Thursday, August 24, 2017
President Trump has continued to use tough rhetoric on trade with Mexico, saying at a rally in Phoenix on Tuesday that he will “probably” terminate NAFTA because he doesn’t think a deal can be made. Whether he really has the legal power to do that is a subject I’ll turn to next week, but for now, it’s important to remember one thing:
If Trump hits Mexico, Mexico will hit back, and it has tools to do so.
Hitting the U.S. in the Corn Belt
For example, Mexican legislators have introduced a measure that would use trade as a weapon against the U.S. The measure would reduce Mexican purchases of U.S. corn by 60 percent in the first year, 80 percent in the second year, and 100 percent in the third year.
In Mexico, corn imports from the U.S. are a hot-button issue. Many Mexicans blame NAFTA for the decline of domestic corn prices and the resulting economically-driven migration to the U.S. in the 1990s and 2000s (although economic analyses like this one and this one suggest that the story is more complex).
But even if shutting out U.S. corn would help the Mexican rural economy, it would devastate the Midwestern United States. Since Mexico is the second-largest market for U.S. corn, accounting for 25 percent of U.S. corn exports, the measure would have a substantial impact on U.S. agricultural imports. That threat would not be lost on Trump voters in the Corn Belt.
The measure may not pass, but its author, Mexican Senator Armando Ríos Piter, has made his point: Mexico is not a passive player in the renegotiation of NAFTA.
Remembering the Alamo, South of the Rio Grande
Ríos Piter, who plans to run for president of Mexico in the next election, has made another aggressive claim: The senator told the host of Boston’s NPR station that Mexico should consider making claims to land that changed hands in the Mexican American War. “What I said is that Mexico should be analyzing every treaty we have with the United States.
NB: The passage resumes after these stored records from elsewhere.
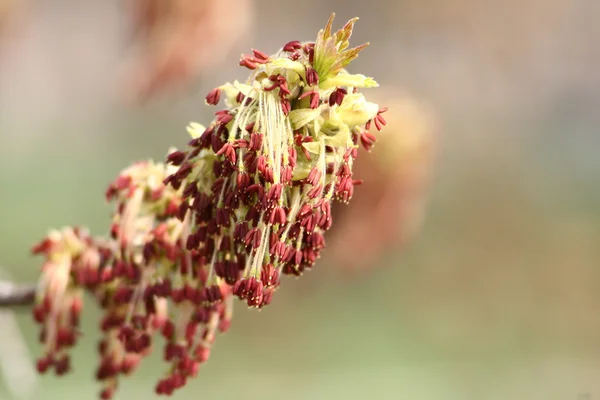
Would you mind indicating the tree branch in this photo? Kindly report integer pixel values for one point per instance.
(12, 294)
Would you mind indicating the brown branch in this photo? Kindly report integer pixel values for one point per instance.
(12, 294)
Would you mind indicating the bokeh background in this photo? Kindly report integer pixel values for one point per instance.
(497, 298)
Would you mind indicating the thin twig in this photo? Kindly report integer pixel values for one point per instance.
(12, 294)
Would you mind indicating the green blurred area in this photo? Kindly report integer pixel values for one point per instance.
(498, 298)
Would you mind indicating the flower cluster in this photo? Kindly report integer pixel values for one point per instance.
(281, 152)
(247, 201)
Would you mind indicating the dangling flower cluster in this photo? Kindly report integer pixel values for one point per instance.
(281, 152)
(248, 201)
(143, 279)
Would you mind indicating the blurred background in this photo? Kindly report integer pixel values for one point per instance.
(497, 297)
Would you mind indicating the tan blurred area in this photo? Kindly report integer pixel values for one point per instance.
(497, 296)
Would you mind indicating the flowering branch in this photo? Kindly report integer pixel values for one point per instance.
(12, 294)
(247, 201)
The thing is: Why should we continue collaborating with the United States, with this administration especially?”
Getting Mexico to swallow a NAFTA deal that shifts the balance toward U.S. interests would not be simple. Mexican Economy Minister, Ildefonso Guajardo Villarreal, told CNN Money that Mexican officials could not accept a new NAFTA that is worse than the current deal because the government’s party does not have a majority of the multi-party Mexican Congress. Mexico’s Congress would have to approve of any changes made in the agreement, which would require a broad coalition among Mexican political interests in support of the new deal.
Mexican Nationalism on the Rise
Perhaps Trump doesn’t care and still hopes to “rip up” NAFTA, despite the pressure from agricultural interests. The current front-runner for in next year’s Mexican presidential election, Andrés Manuel López Obrador, might be just fine with that.
López Obrador, the former mayor of Mexico City, has been an outspoken opponent of NAFTA and all other measures to liberalize the Mexican economy. A chapter from his most recent book is titled, “Privatization, Synonym for Robbery.” That means the Mexican market for U.S. products might go away for a long time.
In another book responding to the election of Donald Trump, López Obrador describes the U.S. government by the Spanish idiom “lamp in the street, darkness in the home,” referring to one who appears good to the outside world but is revealed to be bad by his conduct in his own home or family.
Nationalism breeds nationalism and protectionism breeds protectionism. Despite its weaker economy (or perhaps because of it), Mexican politicians are unlikely to accept one-sided demands from the Trump Administration. The consequences of a trade and culture war with a neighbor with whom we share a 2,000-mile border could be costly to Trump supporters as well as opponents.